I owe you an apology. My birthday was more than a week ago, and I haven’t even acknowledged your kindness. I totally suck.

I was absolutely planning to scroll through your thoughtful congratulations and acknowledge each one with a “Thanks!!” or even just a like. It’s the least I could do. (In fact, it was designed by some of the top engineers in the world to be the least I could do.)

That or I could have just dropped a single thank-you post on my timeline. I even had something prepared: “Thanks for the birthday wishes! So happy to see this site has some utility beyond denying the Holocaust and outing pedophiles who don’t support our president!” But then I thought better of it — lame sarcasm still feels better suited to Twitter — and tried to cook up something nicer and more sincere, and before I knew it, a week had gone by and it seemed weird to bother.
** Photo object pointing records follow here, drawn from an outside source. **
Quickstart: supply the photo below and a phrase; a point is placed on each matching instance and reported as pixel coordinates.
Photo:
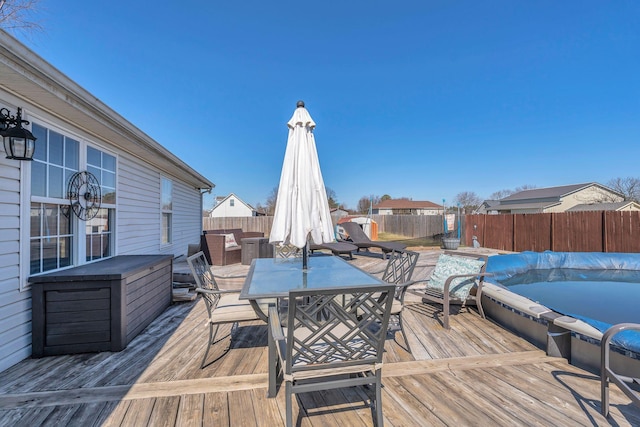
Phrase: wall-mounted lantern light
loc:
(19, 143)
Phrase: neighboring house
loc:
(151, 200)
(231, 206)
(557, 199)
(627, 205)
(487, 207)
(406, 207)
(339, 213)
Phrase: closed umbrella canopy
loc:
(302, 209)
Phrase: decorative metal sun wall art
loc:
(84, 195)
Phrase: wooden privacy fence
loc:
(404, 225)
(594, 231)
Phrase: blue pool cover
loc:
(600, 289)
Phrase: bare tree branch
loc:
(19, 15)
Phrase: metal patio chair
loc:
(398, 271)
(358, 237)
(457, 279)
(223, 306)
(334, 339)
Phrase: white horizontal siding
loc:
(15, 306)
(187, 218)
(139, 218)
(138, 203)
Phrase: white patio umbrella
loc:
(302, 210)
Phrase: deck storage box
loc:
(100, 306)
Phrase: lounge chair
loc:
(457, 279)
(337, 248)
(362, 241)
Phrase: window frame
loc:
(78, 227)
(166, 212)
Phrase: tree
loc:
(468, 200)
(365, 202)
(628, 187)
(17, 15)
(506, 193)
(331, 198)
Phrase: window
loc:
(166, 201)
(99, 229)
(51, 242)
(56, 234)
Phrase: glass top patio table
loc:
(274, 278)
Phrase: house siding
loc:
(141, 162)
(187, 218)
(15, 306)
(138, 208)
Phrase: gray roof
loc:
(599, 206)
(547, 193)
(521, 206)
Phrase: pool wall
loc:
(562, 336)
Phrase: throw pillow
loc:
(230, 241)
(448, 266)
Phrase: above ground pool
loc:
(601, 289)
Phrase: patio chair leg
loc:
(212, 341)
(289, 404)
(404, 335)
(378, 403)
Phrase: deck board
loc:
(476, 373)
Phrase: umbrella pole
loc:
(305, 256)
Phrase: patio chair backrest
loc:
(201, 271)
(400, 267)
(355, 232)
(334, 328)
(451, 263)
(286, 252)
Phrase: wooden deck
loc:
(474, 374)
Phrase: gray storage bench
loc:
(100, 306)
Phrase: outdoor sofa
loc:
(224, 247)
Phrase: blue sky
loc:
(420, 99)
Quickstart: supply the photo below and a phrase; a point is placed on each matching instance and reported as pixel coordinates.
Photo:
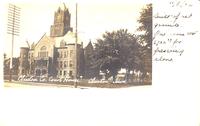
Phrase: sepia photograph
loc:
(103, 45)
(99, 63)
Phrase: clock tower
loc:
(61, 22)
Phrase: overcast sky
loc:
(94, 18)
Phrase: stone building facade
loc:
(54, 55)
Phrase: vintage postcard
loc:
(100, 63)
(78, 44)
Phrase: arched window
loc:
(43, 52)
(43, 48)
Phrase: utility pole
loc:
(76, 56)
(13, 29)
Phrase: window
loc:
(71, 52)
(43, 52)
(70, 63)
(43, 48)
(60, 54)
(60, 64)
(70, 73)
(65, 55)
(65, 64)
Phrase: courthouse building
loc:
(54, 55)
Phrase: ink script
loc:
(172, 30)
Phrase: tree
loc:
(116, 50)
(146, 39)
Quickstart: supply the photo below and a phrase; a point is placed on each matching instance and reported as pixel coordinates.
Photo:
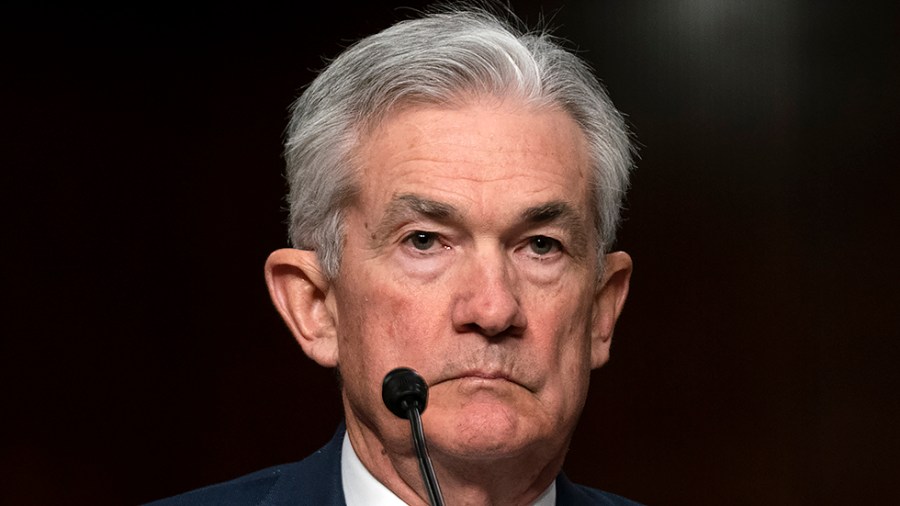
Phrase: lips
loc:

Oddly, I only got 51 happy birthdays this year. That’s down 19 percent from last year, when I got 63, and reflects a worrisome 37 percent drop from 2016, when I got 82. Who are the 31 friends who gave up on me in the past two years? I can’t bring myself to dig into the data, but Facebook certainly knows. Hell, maybe Russian intelligence services know too.

Anyway, those who stuck with me will be pleased to learn that my birthday brought me pretty much the same amount of contentment it usually does, which is to say it was fine.

Of course, I’m not the only user of the service to watch in horror as my engagement numbers flatlined. In recent years, I have mostly used Facebook to promote stories I’ve written (that and to publish one stirring “open letter to my children” when Donald Trump came to power).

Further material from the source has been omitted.